OBJECTIVE: To determine the relative efficacy of amantadine, pemoline, and placebo in treatment of multiple sclerosis (MS)-related fatigue. BACKGROUND: Fatigue is a complication of MS. Both pemoline and amantadine have been used to treat MS fatigue, but their relative efficacy is not known. METHODS: Amantadine, pemoline, and placebo were compared in a randomized, double-blind, placebo-controlled study using a parallel-group design. Ninety-three ambulatory MS patients completed the study. Primary outcome measures were the fatigue severity scale (FSS); the MS-specific fatigue scale (MS-FS); and subjective response determined by verbal self-report. Secondary outcome measures consisted of assessments of sleep, depression, and vitality. Repeated-measures analysis of variance with planned post-hoc contrasts and Fisher's exact test were used to compare treatment response. RESULTS: Amantadine-treated patients showed a significantly greater reduction in fatigue, as measured by the MS-FS, than did patients treated with placebo (p = 0.04).
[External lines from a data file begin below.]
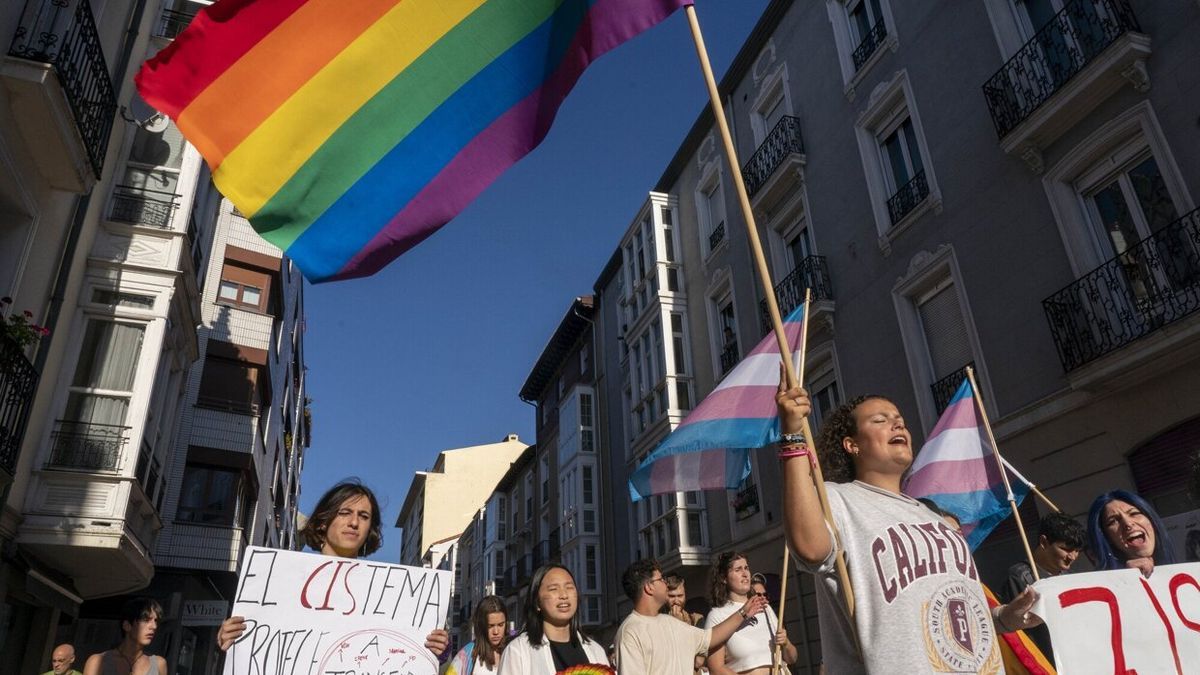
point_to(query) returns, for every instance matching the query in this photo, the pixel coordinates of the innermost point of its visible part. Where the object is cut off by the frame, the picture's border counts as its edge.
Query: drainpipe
(81, 208)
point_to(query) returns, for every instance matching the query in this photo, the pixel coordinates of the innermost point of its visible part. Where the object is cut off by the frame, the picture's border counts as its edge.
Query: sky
(431, 352)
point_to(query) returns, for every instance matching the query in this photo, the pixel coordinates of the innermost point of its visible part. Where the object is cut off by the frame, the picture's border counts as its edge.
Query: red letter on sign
(1097, 593)
(1167, 623)
(1183, 580)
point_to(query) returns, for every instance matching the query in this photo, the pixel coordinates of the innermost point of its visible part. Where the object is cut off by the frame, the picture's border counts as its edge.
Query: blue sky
(430, 353)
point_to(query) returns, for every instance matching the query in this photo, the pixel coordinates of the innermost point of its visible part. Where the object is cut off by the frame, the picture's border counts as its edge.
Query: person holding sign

By verbal report at the end of the study, 79% of patients treated with amantadine versus 52% treated with placebo and 32% treated with pemoline preferred drug therapy compared with no treatment (p = 0.03). No significant differences in any primary outcome measures were noted between pemoline and placebo. Neither amantadine nor pemoline affected sleep or depression relative to placebo. CONCLUSION: Amantadine was significantly better than placebo in treating fatigue in MS patients, whereas pemoline was not. The benefit of amantadine was not due to changes in sleep, depression, or neurologic disability.